The Thinkpad 765D is regarded as the last and the best of the Thinkpad 760, one of the more well known collectible vintage Thinkpads. The Thinkpad 760s tend to be set apart in the realm of vintage laptops due to their extensive ability to be configured by the end-user in the field, with a modular design allowing fast swapping of Hard Drives, Batteries, and the "Ultrabay" which was capable of being swapped between a Floppy Drive and a CD-ROM drive depending on the model you had. This was a significant development for mobile computing at the time, and makes for a very interesting old retro machine in your collection. The 765D in particular was launched in 1997 and was equipped with a 166MHz Pentium MMX CPU, standard 32MB of RAM (8MB of which was soldered onboard), a 3GB HDD, and the main differentiating feature from other 760s was the 13.3" 1024x768 TFT Color display, with a physically larger construction to fit the bigger panel. The previous 760s such as the 760XD had a 12" display and were physically smaller.

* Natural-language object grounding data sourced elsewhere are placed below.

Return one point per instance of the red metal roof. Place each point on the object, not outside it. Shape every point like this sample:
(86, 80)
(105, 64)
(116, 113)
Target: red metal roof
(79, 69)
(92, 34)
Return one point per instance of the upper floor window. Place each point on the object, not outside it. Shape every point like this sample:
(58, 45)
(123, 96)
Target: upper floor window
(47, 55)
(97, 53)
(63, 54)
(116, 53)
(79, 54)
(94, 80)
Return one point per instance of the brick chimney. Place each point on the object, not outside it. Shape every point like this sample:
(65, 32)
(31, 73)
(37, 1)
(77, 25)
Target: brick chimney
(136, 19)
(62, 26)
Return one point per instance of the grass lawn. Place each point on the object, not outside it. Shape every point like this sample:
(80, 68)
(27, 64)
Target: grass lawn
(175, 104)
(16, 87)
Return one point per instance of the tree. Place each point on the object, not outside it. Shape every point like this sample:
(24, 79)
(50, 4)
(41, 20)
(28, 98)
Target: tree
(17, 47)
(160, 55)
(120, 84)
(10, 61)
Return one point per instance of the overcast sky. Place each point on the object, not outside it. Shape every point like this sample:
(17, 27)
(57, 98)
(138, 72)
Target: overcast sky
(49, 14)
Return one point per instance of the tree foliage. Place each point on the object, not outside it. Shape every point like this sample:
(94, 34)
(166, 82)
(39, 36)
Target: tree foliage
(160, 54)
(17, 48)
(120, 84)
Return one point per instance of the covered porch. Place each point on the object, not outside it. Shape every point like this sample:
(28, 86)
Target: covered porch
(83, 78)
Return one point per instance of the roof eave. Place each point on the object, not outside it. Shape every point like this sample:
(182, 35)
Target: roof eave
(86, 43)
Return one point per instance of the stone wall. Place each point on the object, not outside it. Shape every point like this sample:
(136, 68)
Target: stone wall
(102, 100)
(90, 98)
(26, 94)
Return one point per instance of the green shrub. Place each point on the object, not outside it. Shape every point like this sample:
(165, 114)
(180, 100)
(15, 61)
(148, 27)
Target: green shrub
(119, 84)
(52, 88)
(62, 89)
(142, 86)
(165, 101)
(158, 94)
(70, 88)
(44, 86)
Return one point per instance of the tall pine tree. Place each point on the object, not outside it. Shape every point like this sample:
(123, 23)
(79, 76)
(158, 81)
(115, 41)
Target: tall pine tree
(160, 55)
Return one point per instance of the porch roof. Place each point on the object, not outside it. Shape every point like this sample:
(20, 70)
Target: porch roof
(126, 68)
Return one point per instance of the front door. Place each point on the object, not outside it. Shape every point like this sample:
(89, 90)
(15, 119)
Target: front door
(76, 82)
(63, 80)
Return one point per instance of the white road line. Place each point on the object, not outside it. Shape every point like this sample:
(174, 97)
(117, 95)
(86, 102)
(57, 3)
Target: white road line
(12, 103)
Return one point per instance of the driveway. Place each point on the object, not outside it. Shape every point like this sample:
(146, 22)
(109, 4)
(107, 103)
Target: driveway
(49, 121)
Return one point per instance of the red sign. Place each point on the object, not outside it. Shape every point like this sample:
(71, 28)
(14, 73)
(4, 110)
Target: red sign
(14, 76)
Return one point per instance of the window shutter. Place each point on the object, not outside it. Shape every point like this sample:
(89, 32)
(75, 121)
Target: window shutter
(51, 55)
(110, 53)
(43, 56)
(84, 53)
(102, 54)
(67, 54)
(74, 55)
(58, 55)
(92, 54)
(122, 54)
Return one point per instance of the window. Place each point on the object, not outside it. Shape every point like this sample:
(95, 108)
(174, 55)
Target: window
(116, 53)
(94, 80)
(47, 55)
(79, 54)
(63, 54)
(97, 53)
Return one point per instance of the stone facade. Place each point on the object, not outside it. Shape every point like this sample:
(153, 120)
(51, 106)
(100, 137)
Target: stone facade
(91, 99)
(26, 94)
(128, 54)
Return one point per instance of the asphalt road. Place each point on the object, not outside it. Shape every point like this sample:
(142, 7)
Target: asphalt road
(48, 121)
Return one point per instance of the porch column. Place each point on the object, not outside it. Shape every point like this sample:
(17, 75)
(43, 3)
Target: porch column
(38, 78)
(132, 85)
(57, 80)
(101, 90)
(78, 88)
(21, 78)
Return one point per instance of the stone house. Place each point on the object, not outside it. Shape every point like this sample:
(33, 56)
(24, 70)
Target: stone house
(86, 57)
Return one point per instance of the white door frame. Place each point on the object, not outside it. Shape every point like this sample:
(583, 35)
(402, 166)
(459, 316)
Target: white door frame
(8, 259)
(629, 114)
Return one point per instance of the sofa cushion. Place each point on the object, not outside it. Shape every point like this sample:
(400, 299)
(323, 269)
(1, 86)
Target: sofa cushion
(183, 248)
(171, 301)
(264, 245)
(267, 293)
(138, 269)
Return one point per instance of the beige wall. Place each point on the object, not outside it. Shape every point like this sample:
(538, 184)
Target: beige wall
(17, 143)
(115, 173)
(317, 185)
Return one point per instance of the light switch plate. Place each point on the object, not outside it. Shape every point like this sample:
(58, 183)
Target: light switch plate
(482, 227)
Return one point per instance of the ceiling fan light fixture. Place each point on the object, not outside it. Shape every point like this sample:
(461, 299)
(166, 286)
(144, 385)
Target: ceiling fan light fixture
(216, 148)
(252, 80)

The 760XD tends to be the more sought after 760 model Thinkpad, since it physically resembles all the other 760s and has the most powerful hardware out of all of them. Both the 760XD and 765D are considered to be quite rare, but the 765D is quite an oddball since it is physically different from the others and has similarly configured hardware to the 760XD. It tends to not see as much attention as other vintage Thinkpads, but I personally find it to be one of my favorites.